The resources that I've used to build this circuit all seem to indicate that the type of cap used doesn't matter, so I opted for the higher-capacitance electrolytic. This did not behave as expected.

The following is a waveform captured from the circuit using an electrolytic cap.

Electrolytic Cap Response

Now, the ceramic cap:

Ceramic Cap Response

To be clear, these waveforms are captured while the room is quiet. blowing into the microphone produces a response.

The ceramic capacitors I have do not dampen the 60Hz noise to my liking, and it seems silly to wire a bunch of them in parallel when I have a few much larger electrolytic caps.

I've tried a few different sizes of electrolytic caps, with the same result.

I've tried reversing the polarity, with the same result.

Why am I seeing this discrepancy? How can I remedy the situation?

Additionally and secondarily, is there an established best practice for using a microphone with AVR?

EDIT turns out i'm seeing this effect because my cheap chinese power supply has a poor rectifier :^)


2 Answers 2


You should use a 100 kohm load resistor between +sense and -sense.
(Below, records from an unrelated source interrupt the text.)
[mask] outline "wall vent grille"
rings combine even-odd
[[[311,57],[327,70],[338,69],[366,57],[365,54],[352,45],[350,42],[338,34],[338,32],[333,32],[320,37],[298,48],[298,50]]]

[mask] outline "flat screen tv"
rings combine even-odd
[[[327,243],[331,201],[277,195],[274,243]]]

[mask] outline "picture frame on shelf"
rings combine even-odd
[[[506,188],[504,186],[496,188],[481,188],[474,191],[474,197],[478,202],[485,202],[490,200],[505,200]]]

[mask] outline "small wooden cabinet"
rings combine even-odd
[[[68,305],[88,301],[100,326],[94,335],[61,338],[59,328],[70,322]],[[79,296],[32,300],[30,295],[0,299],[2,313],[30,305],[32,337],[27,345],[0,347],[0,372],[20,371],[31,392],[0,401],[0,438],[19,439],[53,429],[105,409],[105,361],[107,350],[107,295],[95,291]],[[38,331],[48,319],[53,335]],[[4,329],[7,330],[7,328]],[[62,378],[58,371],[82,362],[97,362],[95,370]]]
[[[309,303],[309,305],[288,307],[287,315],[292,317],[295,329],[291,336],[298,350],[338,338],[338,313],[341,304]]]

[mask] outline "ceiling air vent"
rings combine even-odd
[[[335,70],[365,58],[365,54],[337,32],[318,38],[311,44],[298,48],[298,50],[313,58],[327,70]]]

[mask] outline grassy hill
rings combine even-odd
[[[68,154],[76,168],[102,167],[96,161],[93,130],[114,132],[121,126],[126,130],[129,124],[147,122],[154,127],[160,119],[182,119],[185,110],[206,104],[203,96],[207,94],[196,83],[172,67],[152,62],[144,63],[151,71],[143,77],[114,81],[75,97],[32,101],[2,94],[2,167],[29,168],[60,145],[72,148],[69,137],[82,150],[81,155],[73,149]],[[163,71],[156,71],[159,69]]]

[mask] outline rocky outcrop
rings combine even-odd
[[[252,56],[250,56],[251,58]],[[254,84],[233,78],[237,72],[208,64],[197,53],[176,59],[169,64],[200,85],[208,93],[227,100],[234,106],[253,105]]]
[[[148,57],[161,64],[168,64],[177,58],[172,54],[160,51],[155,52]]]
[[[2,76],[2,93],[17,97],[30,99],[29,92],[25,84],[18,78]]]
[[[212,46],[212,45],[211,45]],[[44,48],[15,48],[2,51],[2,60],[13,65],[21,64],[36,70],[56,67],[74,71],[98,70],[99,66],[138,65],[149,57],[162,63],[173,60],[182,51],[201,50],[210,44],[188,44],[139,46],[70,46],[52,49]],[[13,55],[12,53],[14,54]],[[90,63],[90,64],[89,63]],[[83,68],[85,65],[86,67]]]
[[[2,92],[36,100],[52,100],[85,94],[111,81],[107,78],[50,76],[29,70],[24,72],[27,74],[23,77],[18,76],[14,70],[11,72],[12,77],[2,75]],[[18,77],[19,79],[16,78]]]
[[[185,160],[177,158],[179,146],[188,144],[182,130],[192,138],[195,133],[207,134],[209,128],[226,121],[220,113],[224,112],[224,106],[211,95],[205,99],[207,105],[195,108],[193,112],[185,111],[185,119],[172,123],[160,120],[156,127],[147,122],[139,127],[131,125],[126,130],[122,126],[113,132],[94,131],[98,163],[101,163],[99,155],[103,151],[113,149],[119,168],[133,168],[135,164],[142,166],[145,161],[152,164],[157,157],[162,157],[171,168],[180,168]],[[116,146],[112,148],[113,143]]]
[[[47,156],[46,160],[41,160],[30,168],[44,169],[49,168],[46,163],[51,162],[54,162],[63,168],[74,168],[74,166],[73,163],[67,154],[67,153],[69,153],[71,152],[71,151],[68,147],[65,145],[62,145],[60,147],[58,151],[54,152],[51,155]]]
Maybe even a 10 kohm would be better.

With just a basic open circuit, the electrolytic capacitor's leakage currents would place a DC voltage at the output and the signal would hit the end stops of the AVR ADC circuits.


Your problems appear on scope to be CM hum not distortion. But the Electrolytic has distortion from probably even more pickup on the signal.

Solution: use CM choke SM, THT or large ferrite torroid. Wires should be shielded twisted pair.

Load R affects signal gain and DC operating point which allows for AC swing near V+. A larger V+ allows a bigger R with more gain and more DC drop from V+.